Well, here i am. Sit in front of notebook and don't even know what topics that i gonna wrote. I don't want to tell you about parents (oh shit, it so bored). Better i tell you about him right now. Yeay H-I-M..
He text me first about two hours ago and as usuall, he asking "Ehm. What are you doing" and actually i want to reply: "I just waiting your text" *slapped*, obviously it wasn't happen. Am i crazy? hahaha. Honestly before he texted me, i just feeling that i miss him very much. I wonder, why he didn't yet texted me? I'm waiting him for a long time. AND SUCKS! i suddenly get sadness during wait his text. I'm trying to keep positive thinking, example: maybe he hasn't pulse, maybe he's busy, maybe he turning off his phone, maybe he bla, maybe he bla...bla bla bla. But shortly afterwards, god hearing my pray, my phone vibrates and when i opened it turns out a text from him. He text me at 19:24, i suddenly very happier. I'm so lucky.



   
But isn't too long, we just talked for a while and after that, he was disappear, didn't know where is he gone :( He hasn't reply my last text. I only get little sad because at least, he text me first on right moment when i really really miss him. Okay i must accept it. Huhuhuhuhuuaaaaa asdlsjlhfhkld. One thing that i always ask with myself, whether i'm the only girl that he text, or there are others too?? Oh my good, i worried guys. It seems like i want to grab his phone and check the inbox one by one. Seeing whose people that he texted. I'm thinking ...only me the person who there's in his inbox. But i realized, he is just my friend. Very stupid if i do it because i don't have rights. (may i called it fallin in love?)

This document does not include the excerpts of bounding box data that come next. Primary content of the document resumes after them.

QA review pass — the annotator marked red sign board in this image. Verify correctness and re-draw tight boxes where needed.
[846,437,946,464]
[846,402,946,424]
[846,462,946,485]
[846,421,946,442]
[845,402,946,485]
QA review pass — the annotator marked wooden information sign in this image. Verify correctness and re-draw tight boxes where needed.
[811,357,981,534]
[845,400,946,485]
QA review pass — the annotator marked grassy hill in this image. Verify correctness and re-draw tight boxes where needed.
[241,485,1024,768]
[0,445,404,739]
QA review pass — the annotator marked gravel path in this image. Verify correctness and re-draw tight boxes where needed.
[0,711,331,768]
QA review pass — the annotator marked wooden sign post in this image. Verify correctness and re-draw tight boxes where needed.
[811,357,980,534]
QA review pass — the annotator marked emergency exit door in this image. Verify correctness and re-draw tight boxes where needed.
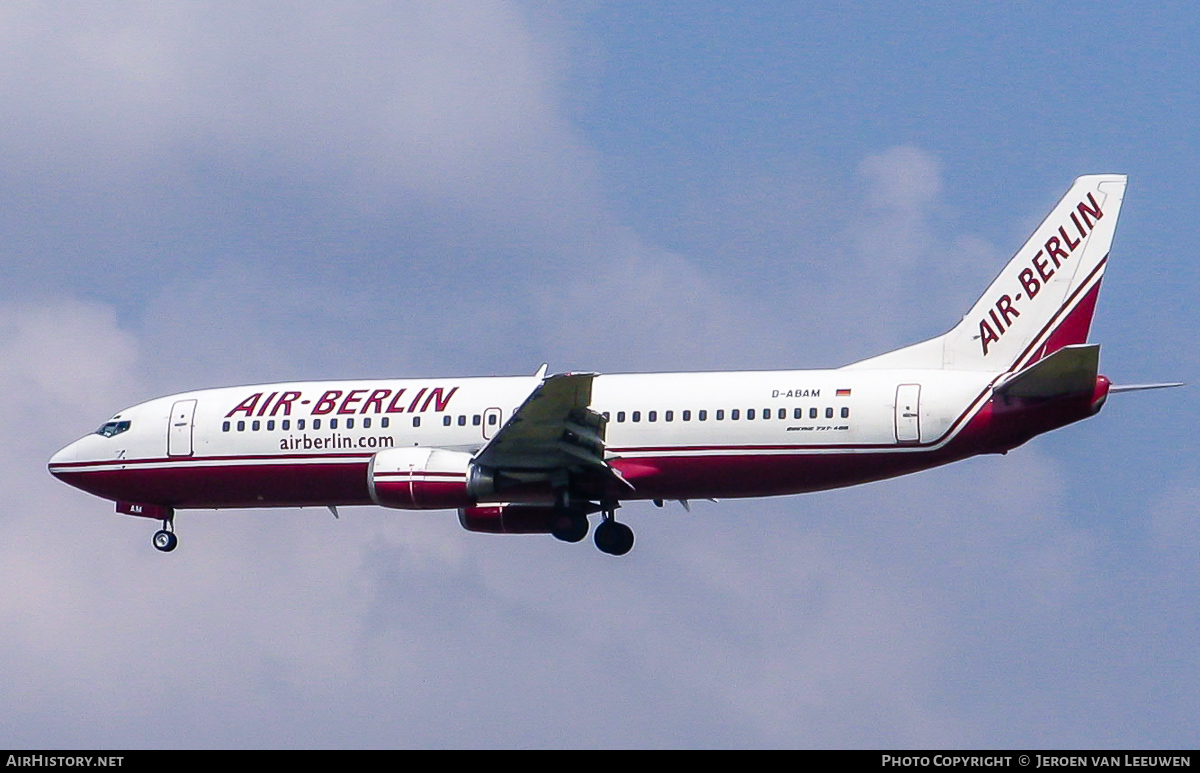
[896,384,920,443]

Everytime i got his text, i feel so very very happy (i don't even know) feel different when i received text from another man. My feeling was more happier. But sometimes he makes pissed me off because he reply for a long time. Although we only talking about the same topics like usual, but it doesn't matter for me. (again and again....this is love?). I still don't understand why everytime we meet at school, we never talking by face to face? we were like a strange people. Feel awkward to stared face each other. Feel awkward to say 'hello' or eventhough to smile. Why oh why?...

Damn misterious! until now, i don't have a wishes for being his girlfriend. I don't wanna get hurt when i knowing that he finally with another girl. I don't want get a disappointment in the end. I must be patient and just enjoy this condition. Besides, i don't want him to rush to take action. Just let it flow dude. Okay??